Usually afraid (because it might turn out to be so god-awful) to go back and reread what I have written so far, today I did, with the aim of putting it all in a giant file (giantfile.doc), which is how I learned I am up to 66,609 words.
Wow.
Never mind the faintly satanic whiff of that word count. And never mind that I estimate one-half to one-third of those words are not needed (if only I know which ones.) It's a lot! That's through Chapter 13! And the thing is, it is mostly kind of interesting, even if I repeat myself at times (one sign that I wasn't looking back as I went along) and well, if I don't find it interesting, how can I expect anyone else will?
Writing a novel, more than anything else I have ever done in life, is about making something from pretty much nothing, as opposed to merely assembling something from constituent elements, the way lumber and concrete and pipes and nails come together to be a house (not that I have ever built a house) or eggs and flour and sugar and a leavening agent, properly combined, can result in a cake. (I have made cakes, though not well, and not recently. Hey, I am busy here.)

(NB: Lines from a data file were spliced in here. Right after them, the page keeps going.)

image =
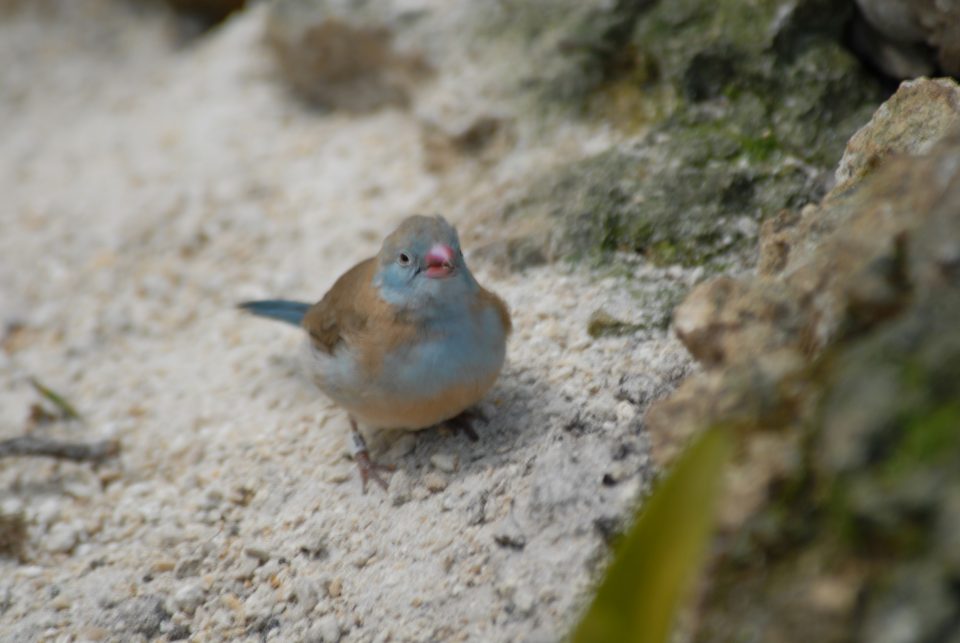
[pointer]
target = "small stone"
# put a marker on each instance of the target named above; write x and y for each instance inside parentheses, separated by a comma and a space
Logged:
(93, 633)
(335, 588)
(445, 462)
(258, 551)
(626, 412)
(188, 598)
(403, 446)
(61, 602)
(325, 630)
(187, 568)
(63, 537)
(523, 602)
(245, 568)
(260, 604)
(401, 488)
(307, 594)
(434, 482)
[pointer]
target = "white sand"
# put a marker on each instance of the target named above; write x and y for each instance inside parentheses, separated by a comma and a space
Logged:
(146, 189)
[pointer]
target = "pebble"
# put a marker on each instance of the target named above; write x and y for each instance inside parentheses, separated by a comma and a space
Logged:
(187, 568)
(259, 551)
(188, 598)
(325, 630)
(335, 588)
(63, 537)
(261, 603)
(434, 482)
(307, 594)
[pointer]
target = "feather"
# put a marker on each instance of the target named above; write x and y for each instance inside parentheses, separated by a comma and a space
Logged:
(291, 312)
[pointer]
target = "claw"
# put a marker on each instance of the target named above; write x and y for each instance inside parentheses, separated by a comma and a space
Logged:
(463, 423)
(369, 470)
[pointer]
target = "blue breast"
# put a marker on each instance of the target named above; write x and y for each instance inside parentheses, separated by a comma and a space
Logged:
(456, 350)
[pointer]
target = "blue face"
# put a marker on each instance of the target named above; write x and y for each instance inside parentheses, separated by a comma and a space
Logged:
(425, 273)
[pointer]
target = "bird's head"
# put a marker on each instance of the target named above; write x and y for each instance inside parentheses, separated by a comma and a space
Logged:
(421, 265)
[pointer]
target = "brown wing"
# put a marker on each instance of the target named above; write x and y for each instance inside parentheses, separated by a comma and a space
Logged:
(487, 297)
(340, 310)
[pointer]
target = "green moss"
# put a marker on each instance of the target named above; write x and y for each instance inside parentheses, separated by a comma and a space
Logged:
(928, 438)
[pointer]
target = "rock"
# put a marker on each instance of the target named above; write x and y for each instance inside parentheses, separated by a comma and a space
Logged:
(758, 129)
(446, 462)
(258, 551)
(908, 38)
(261, 603)
(63, 537)
(919, 115)
(325, 630)
(13, 534)
(188, 597)
(335, 588)
(434, 482)
(187, 567)
(142, 615)
(207, 12)
(307, 593)
(837, 367)
(340, 55)
(603, 324)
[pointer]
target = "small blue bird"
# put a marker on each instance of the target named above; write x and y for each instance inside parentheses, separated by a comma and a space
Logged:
(404, 340)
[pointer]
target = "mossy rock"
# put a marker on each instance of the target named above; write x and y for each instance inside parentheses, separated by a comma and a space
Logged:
(764, 98)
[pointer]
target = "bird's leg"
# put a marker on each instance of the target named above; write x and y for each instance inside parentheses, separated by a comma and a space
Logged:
(463, 423)
(368, 468)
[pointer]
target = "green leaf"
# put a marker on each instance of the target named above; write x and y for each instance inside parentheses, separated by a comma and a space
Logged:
(66, 409)
(661, 555)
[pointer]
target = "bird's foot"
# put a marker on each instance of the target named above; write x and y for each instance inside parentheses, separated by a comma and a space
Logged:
(463, 423)
(369, 470)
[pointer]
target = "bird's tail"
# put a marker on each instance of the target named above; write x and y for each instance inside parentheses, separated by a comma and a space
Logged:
(291, 312)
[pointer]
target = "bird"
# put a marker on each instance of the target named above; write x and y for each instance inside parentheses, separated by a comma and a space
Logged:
(407, 339)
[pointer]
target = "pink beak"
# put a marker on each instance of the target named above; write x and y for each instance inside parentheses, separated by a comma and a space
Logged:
(439, 261)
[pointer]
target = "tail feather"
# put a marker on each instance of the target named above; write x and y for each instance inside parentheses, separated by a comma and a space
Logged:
(291, 312)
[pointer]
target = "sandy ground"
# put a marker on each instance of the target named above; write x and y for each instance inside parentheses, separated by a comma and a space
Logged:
(147, 187)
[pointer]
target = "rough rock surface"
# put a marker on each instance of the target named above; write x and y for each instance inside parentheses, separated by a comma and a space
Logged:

But this is the thing. If you were halfway through a house, it would start to seem like a fait more or less accompli. People would drive by and see it, and ask, how's your house coming? Or the smell of the baking would fill your kitchen and maybe waft down the corridor, if you lived in an apartment house, and you would notice it as you walked up from walking the dog or checking the mail. I'm not really having that feeling with The Jane Austen Project (though the support of my readers has been exemplary and more than I deserve: thank you, Carol, Bill and Czesia). It still seems like such a bubble, like a fragile thing that could disappear at any moment.
And that is why writing is like whistling in the dark, holding your breath past the graveyard, pretending everything is cool, because if you don't believe in it, who will?